Menschenrechtsverletzungen in Ägypten
der Abgeordneten Christina Schenk und der Fraktion der PDS
Vorbemerkung
Angesichts der am 11. März 2002 durch ein ägyptisches Gericht erfolgten Verurteilung von weiteren fünf Männern zu mehrjährigen Haftstrafen und schwerer Zwangsarbeit allein aufgrund ihrer Homosexualität fragen wir die Bundesregierung:
Wir fragen die Bundesregierung:
Fragen3
Bei welchen Gelegenheiten haben nach den Massenverurteilungen von Homosexuellen in Ägypten im November 2001 welche Mitglieder der Bundesregierung gegenüber welchen Repräsentanten der ägyptischen Regierung die Überprüfung dieser Urteile angemahnt bzw. die Freilassung der Verurteilten, die von Amnesty International als gewaltlose politische Gefangene angesehen werden, gefordert?

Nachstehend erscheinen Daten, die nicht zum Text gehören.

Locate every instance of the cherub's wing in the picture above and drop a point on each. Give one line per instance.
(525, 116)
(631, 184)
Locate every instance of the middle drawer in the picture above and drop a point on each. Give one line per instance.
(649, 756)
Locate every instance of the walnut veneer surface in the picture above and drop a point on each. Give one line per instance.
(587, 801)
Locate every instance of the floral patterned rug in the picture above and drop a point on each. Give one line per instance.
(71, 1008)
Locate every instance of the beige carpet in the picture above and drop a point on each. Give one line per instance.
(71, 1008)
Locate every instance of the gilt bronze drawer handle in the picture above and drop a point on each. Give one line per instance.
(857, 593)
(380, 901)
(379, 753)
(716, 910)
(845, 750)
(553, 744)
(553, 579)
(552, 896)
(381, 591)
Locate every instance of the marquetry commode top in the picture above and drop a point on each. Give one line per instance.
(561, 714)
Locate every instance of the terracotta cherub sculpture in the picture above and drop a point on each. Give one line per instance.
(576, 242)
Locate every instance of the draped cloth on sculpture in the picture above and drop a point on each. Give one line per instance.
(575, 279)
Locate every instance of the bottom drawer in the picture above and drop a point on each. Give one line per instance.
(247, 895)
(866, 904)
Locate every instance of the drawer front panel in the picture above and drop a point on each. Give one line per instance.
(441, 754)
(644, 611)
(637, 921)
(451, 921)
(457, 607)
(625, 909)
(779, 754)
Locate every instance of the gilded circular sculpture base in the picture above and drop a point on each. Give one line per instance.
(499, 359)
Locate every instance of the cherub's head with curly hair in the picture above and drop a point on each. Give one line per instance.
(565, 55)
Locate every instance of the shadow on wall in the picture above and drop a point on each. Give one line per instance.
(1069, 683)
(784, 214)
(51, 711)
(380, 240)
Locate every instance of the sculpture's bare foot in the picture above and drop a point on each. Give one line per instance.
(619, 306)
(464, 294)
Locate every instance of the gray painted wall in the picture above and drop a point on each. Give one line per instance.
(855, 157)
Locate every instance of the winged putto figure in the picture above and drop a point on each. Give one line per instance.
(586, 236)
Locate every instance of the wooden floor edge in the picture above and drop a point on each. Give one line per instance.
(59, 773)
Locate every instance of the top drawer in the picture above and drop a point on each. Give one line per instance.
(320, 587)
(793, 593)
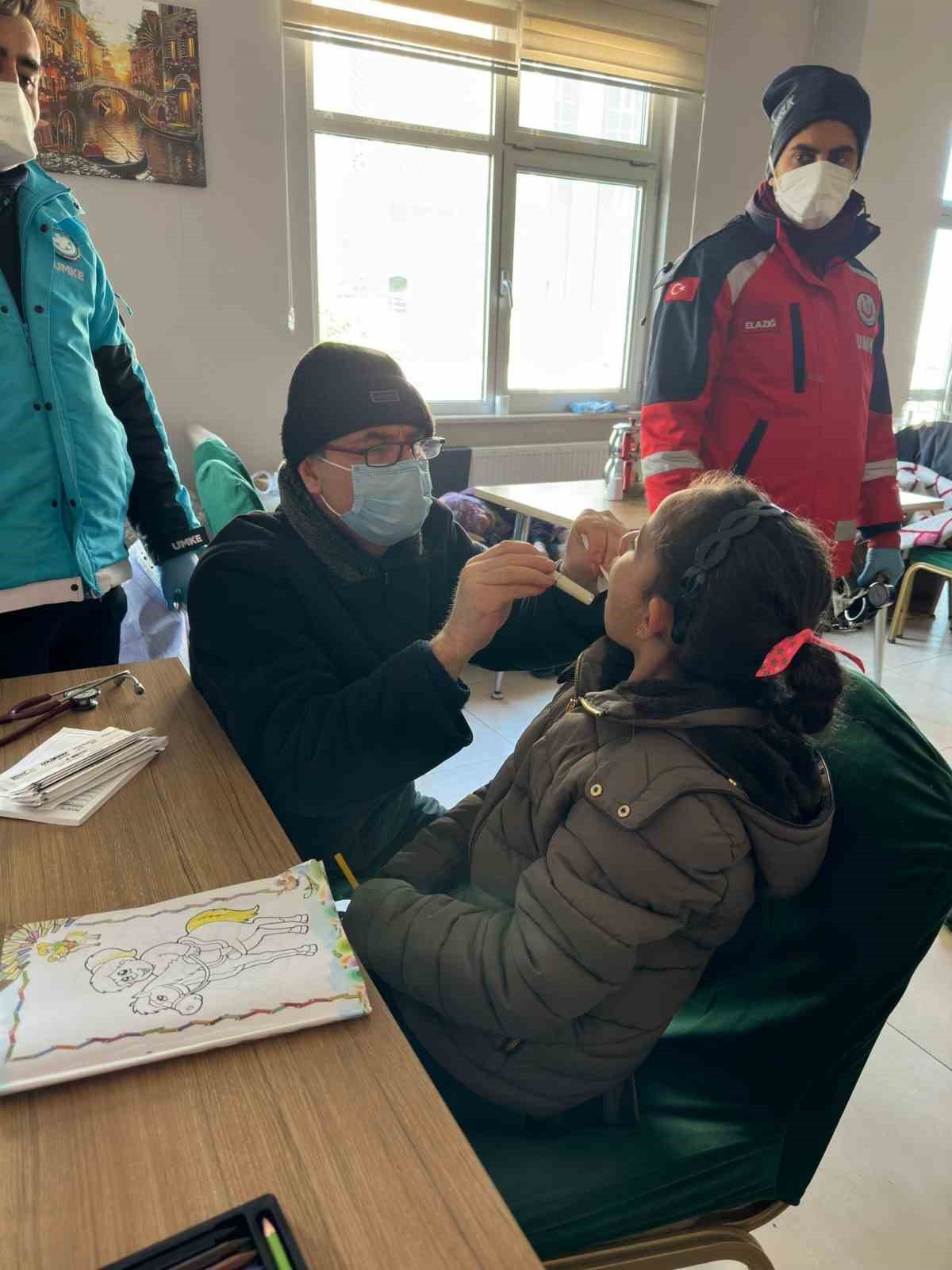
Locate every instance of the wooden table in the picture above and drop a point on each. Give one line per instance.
(562, 502)
(340, 1122)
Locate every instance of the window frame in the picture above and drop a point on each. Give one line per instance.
(603, 171)
(941, 394)
(512, 149)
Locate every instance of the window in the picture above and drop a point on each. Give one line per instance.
(494, 234)
(931, 389)
(551, 103)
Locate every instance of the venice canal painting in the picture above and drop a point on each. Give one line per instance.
(121, 92)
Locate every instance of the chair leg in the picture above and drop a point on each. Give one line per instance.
(900, 610)
(676, 1251)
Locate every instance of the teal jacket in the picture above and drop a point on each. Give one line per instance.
(82, 440)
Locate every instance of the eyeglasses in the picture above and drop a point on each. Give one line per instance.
(385, 456)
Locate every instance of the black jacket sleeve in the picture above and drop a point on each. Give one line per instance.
(159, 503)
(301, 732)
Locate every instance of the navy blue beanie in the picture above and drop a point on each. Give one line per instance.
(344, 387)
(805, 94)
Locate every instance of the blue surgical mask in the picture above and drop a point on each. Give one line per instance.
(390, 503)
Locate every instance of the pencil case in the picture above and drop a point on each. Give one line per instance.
(239, 1223)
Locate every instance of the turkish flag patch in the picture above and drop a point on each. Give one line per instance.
(685, 289)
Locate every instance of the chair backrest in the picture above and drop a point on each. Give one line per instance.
(790, 1010)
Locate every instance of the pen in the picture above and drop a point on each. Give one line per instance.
(346, 869)
(274, 1246)
(574, 590)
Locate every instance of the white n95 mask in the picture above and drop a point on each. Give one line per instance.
(814, 194)
(17, 126)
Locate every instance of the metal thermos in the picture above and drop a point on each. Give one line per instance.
(624, 467)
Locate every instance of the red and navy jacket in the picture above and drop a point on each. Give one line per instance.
(758, 364)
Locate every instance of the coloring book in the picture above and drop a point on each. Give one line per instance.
(86, 995)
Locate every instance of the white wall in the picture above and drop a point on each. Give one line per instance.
(205, 270)
(904, 65)
(754, 40)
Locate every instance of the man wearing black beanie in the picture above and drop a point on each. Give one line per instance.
(330, 638)
(767, 346)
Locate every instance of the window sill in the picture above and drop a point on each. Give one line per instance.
(543, 417)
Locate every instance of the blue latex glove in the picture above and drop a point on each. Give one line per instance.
(888, 560)
(175, 575)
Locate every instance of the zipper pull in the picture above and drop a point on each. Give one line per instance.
(29, 344)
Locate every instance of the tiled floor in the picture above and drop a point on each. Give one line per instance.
(882, 1197)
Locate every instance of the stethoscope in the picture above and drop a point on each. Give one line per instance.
(856, 606)
(83, 696)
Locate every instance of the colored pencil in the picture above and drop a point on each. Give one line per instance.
(239, 1261)
(346, 869)
(274, 1246)
(209, 1259)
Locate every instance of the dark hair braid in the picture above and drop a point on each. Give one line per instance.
(772, 582)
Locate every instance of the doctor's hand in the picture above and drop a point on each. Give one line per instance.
(175, 575)
(593, 544)
(489, 584)
(886, 560)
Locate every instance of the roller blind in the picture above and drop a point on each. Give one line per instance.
(657, 44)
(475, 32)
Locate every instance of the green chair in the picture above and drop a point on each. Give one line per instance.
(224, 484)
(743, 1094)
(935, 560)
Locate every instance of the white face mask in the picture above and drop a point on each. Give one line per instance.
(814, 194)
(17, 126)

Zu welchen konkreten politischen Konsequenzen im Verhältnis zwischen Deutschland und Ägypten sieht sich die Bundesregierung jetzt angesichts der zunehmenden Verletzungen von Grund- und Menschenrechten Homosexueller in Ägypten während der letzten Monate veranlasst?
In welcher Weise gedenkt die Bundesregierung im Zusammenhang mit den erwähnten aktuellen Vorgängen in Ägypten das selbst erklärte Ziel ihrer Außenpolitik zu verwirklichen, zur „Bildung eines Bewusstseins dafür beizutragen, dass Verfolgung und Diskriminierung von Schwulen und Lesben eine Menschenrechtsverletzung darstellt“?